Summary and Analysis Volume 1: Chapters IX-X

 

Summary

The framed portrait arrives, and Emma turns to improving Harriet further. It is, however, easier to chat than read, and so they turn to the only "literary" pursuit interesting to Harriet: riddles, which she starts collecting in a book. Mr. Elton is persuaded to compose a charade, which he brings over the next morning, saying that it is a friend's. After he leaves, Harriet cannot fathom its meaning, but Emma immediately sees that the solution is the word courtship. Emma is so delighted at her apparent success that, in spite of Mr. Elton's earlier wishes to the contrary, she copies the poem in Harriet's book, an act that disconcerts Mr. Elton when he returns and learns of it, though he takes it gallantly.

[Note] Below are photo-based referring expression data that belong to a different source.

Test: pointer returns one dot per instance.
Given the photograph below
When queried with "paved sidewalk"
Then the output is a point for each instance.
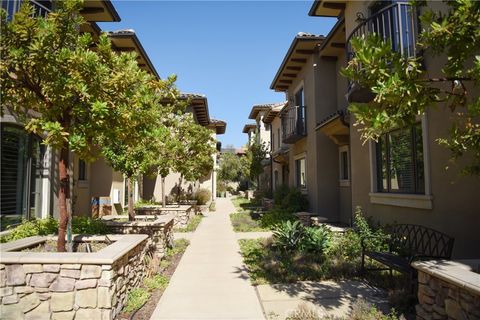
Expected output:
(211, 281)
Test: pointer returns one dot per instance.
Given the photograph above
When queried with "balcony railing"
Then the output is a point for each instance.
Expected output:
(397, 23)
(293, 124)
(41, 8)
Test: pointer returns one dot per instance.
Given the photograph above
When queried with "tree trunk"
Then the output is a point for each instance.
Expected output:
(164, 197)
(131, 213)
(63, 195)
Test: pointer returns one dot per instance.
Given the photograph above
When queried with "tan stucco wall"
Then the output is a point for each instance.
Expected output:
(455, 206)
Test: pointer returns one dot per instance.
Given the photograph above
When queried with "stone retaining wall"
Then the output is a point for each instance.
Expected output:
(159, 231)
(442, 298)
(54, 289)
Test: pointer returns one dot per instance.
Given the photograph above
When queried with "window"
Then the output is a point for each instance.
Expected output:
(300, 169)
(82, 170)
(399, 161)
(273, 141)
(278, 137)
(344, 164)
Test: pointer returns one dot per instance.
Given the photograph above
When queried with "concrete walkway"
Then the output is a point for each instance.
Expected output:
(211, 281)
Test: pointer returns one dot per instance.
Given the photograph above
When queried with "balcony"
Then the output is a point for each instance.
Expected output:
(293, 124)
(396, 23)
(41, 7)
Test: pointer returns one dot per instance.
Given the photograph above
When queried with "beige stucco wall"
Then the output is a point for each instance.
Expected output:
(455, 206)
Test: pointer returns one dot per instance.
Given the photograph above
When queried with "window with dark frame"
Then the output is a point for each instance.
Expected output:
(399, 161)
(82, 170)
(300, 168)
(344, 165)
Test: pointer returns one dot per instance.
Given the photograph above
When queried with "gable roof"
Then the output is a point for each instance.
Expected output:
(329, 8)
(273, 112)
(126, 40)
(303, 45)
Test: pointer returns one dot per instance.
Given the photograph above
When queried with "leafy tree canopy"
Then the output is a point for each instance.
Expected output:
(403, 90)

Walking the next morning on a charitable visit to a poor sick family, Emma answers a question from Harriet by declaring the improbabilities of her ever marrying. Harriet is struck with feminine horror at the possibility of her friend's being an old maid, like Miss Bates. Emma assures her that she will always have nieces around her but that she will never harp about them as Miss Bates does about Jane Fairfax, a subject that tires Emma because Miss Bates is so tiresome a talker.

After rendering their genuinely kind services to the sick family, the two young ladies are returning home when they meet Mr. Elton on a visit to the same family. Eager to give the two "lovers" a chance, Emma deliberately separates herself from them after Mr. Elton postpones his visit to escort them. She further delays with a supposedly broken shoelace, then breaks it in order to gain entrance to the nearby vicarage, the interior of which Harriet has never seen. Contriving to leave the other two alone, Emma goes into a back room with the housekeeper. Ten minutes later she returns to the gratifying sight of them talking near the window. Still, Mr. Elton has not come to the point with Harriet, and Emma disappointedly credits him with being cautious, "very cautious." Determined to be optimistic, she flatters herself that the incident is a step forward "to the great event."

Analysis

These pages intensify Emma's self-deception. She is more than ever determined to read every act by Mr. Elton as a growing interest in Harriet — so determined that she misinterprets and is disappointed, even irritated, at the lack of ultimate results, though she can still draw optimistic conclusions. Her willfulness and stratagems stand in contrast to her genuine and realistic kindness in other matters such as the poor sick family.

In addition, Harriet's utter simplicity is exemplified; Mr. Elton's increasing gallantry and interest are made at least ambiguous to the reader if not to Emma; and Jane Fairfax is mentioned to prepare for her later appearance in the novel as a foil for Emma.